Tomra Food showcases new and innovative technologies at the world’s leading fresh produce event

TOMRA Food, Compac, and BBC Technologies have all exhibited new technologies on TOMRA Food’s stand at Fruit Logistica Berlin this week (Berlin Messe, 5-7 February). The world’s leading fresh produce industry event, known for spotlighting new solutions and concepts, attracts close to 80,000 visitors from more than 120 countries.

TOMRA Food – the leading manufacturer of sensor-based sorting solutions for the food industry – showed publicly for the first time the upgraded TOMRA 5B sorting machine. Suitable for potatoes, fruit, and fresh-cut produce, the TOMRA 5B introduces new features which give unprecedented precision of control, enhancing yield and profitability.

Compac – the leading provider of post-harvest solutions to the fresh produce industry – unveiled its next-generation sorting platform. Building on Compac’s market leading Multi Lane Sorter, the new platform introduces a range of unique features for enhanced hygiene and food trust, gentle handling, safety and performance.

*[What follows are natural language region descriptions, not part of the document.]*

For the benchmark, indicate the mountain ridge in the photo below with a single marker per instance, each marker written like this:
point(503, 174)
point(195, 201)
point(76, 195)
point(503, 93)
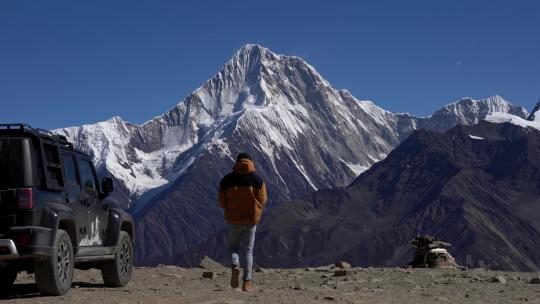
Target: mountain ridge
point(304, 134)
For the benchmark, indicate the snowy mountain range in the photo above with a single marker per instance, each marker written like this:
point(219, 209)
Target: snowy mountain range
point(303, 133)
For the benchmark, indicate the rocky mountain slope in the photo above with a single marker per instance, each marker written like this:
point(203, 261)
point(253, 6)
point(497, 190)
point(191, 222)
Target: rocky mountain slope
point(304, 135)
point(477, 187)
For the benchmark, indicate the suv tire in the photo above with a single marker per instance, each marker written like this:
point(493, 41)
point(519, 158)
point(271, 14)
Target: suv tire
point(7, 278)
point(54, 275)
point(117, 272)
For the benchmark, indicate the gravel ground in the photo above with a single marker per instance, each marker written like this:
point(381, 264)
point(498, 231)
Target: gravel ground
point(168, 284)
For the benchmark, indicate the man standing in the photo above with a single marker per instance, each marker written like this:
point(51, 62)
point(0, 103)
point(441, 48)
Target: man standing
point(242, 194)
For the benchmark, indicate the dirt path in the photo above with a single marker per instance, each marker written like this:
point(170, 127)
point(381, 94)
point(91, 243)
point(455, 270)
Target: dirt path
point(317, 285)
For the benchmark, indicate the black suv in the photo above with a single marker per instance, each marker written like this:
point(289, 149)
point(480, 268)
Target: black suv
point(55, 215)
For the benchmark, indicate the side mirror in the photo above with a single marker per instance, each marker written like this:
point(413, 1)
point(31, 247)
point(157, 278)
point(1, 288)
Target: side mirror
point(107, 185)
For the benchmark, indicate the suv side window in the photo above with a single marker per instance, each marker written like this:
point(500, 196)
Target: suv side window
point(69, 169)
point(88, 177)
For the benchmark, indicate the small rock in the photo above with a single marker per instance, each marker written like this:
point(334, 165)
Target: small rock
point(296, 287)
point(340, 273)
point(343, 264)
point(209, 274)
point(535, 280)
point(377, 280)
point(498, 279)
point(329, 298)
point(442, 299)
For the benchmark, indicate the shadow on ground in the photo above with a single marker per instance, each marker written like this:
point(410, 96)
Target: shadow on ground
point(26, 291)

Compac also showed its recently-introduced UltraView inspection module, which significantly improves detection of difficult defects located in the stem bowl and tip areas of the fruit. UltraView takes the power of the Spectrim platform to the next level. It improves pack accuracy and takes another step in the direction of a fully automated pack line.

BBC Technologies – the global leader in complete turnkey solutions for sorting, optimizing, and packing small fruit – introduced the new CURO8 fill-by-weight system, designed for cherries, blueberries and small tomatoes. BBC Technologies also exhibited its recently-introduced LUCAi™ artificial intelligence software for grading blueberries.

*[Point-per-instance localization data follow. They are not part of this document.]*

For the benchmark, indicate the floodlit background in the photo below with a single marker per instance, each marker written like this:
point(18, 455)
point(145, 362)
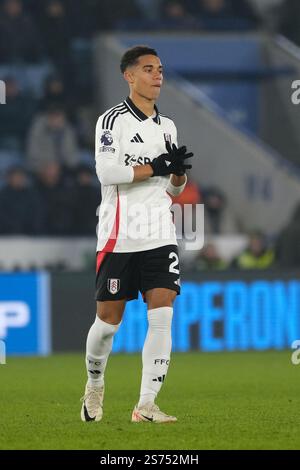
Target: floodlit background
point(231, 69)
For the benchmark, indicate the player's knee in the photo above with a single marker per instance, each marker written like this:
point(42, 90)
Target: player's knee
point(161, 299)
point(109, 313)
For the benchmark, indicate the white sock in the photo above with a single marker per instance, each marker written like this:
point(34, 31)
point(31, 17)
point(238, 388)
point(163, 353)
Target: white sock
point(98, 347)
point(156, 353)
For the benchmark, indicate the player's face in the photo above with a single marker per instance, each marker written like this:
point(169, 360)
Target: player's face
point(146, 77)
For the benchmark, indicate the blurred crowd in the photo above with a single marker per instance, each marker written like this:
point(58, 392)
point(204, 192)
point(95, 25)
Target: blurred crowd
point(261, 251)
point(47, 179)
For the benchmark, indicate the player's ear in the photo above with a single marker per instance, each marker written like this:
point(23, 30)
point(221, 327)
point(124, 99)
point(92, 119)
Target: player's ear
point(128, 75)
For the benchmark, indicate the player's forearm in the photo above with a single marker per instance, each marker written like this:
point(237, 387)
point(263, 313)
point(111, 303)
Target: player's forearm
point(176, 185)
point(178, 180)
point(142, 172)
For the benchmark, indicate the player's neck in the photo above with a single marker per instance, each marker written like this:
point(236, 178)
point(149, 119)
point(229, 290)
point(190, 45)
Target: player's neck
point(146, 106)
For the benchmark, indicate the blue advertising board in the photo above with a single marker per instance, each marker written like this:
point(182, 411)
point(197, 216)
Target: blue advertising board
point(25, 326)
point(223, 315)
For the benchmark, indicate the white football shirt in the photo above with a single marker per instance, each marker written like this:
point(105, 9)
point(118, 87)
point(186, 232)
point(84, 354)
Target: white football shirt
point(133, 216)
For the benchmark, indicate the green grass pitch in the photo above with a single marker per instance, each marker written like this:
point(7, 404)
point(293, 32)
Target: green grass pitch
point(247, 400)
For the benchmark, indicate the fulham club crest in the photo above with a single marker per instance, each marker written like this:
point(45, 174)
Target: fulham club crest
point(113, 285)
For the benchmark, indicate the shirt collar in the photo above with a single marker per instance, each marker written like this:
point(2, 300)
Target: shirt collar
point(138, 114)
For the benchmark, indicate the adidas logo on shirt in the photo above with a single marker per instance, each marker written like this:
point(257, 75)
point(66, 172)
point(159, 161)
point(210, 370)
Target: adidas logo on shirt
point(137, 138)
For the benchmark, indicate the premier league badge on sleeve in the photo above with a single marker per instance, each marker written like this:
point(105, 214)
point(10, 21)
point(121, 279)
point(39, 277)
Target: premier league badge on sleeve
point(106, 138)
point(168, 138)
point(113, 285)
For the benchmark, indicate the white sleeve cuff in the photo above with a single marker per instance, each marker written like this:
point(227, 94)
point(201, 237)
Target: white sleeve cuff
point(114, 174)
point(176, 190)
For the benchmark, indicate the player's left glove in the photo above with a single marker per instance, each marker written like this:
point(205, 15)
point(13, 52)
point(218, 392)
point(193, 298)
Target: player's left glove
point(179, 157)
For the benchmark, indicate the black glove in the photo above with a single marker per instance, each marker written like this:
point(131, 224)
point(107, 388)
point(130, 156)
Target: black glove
point(171, 162)
point(180, 155)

Michel Picandet, Head of TOMRA Food, commented: “The TOMRA 5B sorting machine, the next generation sorting platform, and CURO8 filling system will help food producers and packhouses enhance their efficiency and profitability at the same time as ensuring the highest standards of food quality and safety. These are important new additions to TOMRA Food’s product line, which offers sorters and graders of many different types and sizes.”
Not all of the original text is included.